How do you keep track of everything you are listening to?
For vinyl it’s easy, I try to keep my collection small, manageable, and relevant. Everything in it is something I’d play often, no fillers. Maybe around 200-300 LPs. For digital, I don’t keep too much track, unless it is something really good I don’t have on vinyl. I just add these titles to my digital library, and hopefully one day I will find them on vinyl. I used to buy music on iTunes. Now a lot of my music spending goes into live music experiences and second comes vinyl.
Do you tip other people off to new music? How?
All the time, I love to talk about new music with my family, friends, at work, or even with total strangers in the street.
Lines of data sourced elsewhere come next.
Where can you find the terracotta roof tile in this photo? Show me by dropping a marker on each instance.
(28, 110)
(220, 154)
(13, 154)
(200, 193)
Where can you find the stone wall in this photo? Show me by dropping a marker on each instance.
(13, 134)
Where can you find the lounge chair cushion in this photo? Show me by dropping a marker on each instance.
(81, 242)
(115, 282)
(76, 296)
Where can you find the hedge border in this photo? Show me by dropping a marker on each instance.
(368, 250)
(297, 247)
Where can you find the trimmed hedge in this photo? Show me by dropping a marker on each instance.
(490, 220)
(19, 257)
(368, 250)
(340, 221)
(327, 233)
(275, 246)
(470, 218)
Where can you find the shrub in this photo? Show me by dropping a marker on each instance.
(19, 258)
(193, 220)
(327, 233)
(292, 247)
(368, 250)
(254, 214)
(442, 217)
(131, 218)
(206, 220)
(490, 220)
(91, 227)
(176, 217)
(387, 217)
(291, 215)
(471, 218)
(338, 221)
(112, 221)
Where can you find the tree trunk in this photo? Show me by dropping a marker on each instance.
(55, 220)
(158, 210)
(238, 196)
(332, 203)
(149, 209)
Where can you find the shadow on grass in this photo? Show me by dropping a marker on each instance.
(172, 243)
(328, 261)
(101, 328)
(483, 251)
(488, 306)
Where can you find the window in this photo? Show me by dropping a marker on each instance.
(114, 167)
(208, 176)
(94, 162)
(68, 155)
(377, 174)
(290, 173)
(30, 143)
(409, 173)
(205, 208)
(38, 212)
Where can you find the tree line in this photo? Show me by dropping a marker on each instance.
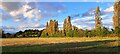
(70, 30)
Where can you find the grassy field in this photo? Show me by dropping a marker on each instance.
(66, 44)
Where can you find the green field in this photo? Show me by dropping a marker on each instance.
(66, 44)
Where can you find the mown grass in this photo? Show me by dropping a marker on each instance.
(68, 44)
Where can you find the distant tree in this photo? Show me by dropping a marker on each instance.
(8, 35)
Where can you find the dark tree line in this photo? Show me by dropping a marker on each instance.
(69, 30)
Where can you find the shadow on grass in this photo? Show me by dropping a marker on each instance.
(92, 46)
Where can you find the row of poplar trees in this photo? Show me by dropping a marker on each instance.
(69, 30)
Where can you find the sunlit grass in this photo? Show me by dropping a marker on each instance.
(61, 44)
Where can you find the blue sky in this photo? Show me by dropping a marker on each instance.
(18, 16)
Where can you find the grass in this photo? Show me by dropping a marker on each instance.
(66, 44)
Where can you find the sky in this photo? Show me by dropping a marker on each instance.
(16, 16)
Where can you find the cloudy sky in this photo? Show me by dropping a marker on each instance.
(16, 16)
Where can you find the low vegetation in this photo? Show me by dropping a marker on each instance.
(66, 44)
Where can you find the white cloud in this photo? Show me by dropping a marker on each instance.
(110, 9)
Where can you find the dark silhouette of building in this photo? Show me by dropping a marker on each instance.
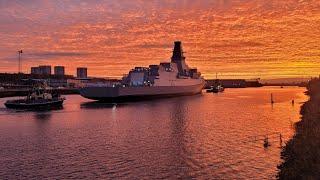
(59, 71)
(82, 72)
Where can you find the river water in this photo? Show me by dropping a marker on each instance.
(212, 136)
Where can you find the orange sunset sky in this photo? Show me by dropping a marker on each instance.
(236, 38)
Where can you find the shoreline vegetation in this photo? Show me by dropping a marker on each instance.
(301, 155)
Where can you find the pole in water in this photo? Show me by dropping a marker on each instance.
(266, 142)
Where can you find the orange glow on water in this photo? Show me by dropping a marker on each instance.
(238, 39)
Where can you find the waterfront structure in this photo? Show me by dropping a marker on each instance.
(172, 78)
(35, 70)
(45, 70)
(41, 70)
(82, 72)
(59, 70)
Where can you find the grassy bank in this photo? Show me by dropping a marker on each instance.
(301, 154)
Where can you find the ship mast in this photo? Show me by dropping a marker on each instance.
(178, 57)
(20, 65)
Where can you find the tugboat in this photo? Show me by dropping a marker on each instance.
(38, 97)
(216, 87)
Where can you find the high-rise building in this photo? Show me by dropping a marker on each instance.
(35, 70)
(45, 70)
(59, 70)
(82, 72)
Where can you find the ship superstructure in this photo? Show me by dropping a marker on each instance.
(172, 78)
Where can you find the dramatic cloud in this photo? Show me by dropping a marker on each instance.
(237, 38)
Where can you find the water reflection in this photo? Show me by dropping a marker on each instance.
(185, 137)
(100, 105)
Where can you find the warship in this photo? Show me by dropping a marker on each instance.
(168, 79)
Music is a great way to connect, to feel alive, to heal, to mourn, to celebrate and to share the love and appreciation for life, so I take every opportunity I get to let people know about new music that resonates. With my close friends, I go a step further and share links, articles, reviews, and opportunities to go listen to the artist perform live.
Anything you want to “promote”?
My friend Karen Dubinsky and I have been working on a project since 2020, where we interview musicians from the Cuban diaspora across Canada and the non-Cuban musicians and professionals who work with them. We have a podcast series called Cuban Serenade with some of these interviews. When you know the details, the context, the history, the scene, and the circumstances that shape the way artists make music, that changes the way you listen; you gain access to emotions and information that make the experience more meaningful. Some of these Cuban migrant artists like Hilario Duran, Alex Cuba, Alexis Baro, Luis Deniz, Rafael Zaldivar, Danae Olano, Elizabeth Rodriguez and Magdelys Savigne from OKAN, are making beautiful music that I highly recommend your readers to check out. Other outstanding artists I came across recently are Sebastian Gaskin and Ana Lía. I’ve seen Sebastian perform twice this year and both times I felt something special, warm, a sense of awareness. Ana Lía’s debut album “Cíclica” has been on repeat this last month; I love the energy, the humour, the sensitivity, and where she is coming from as an artist and a human.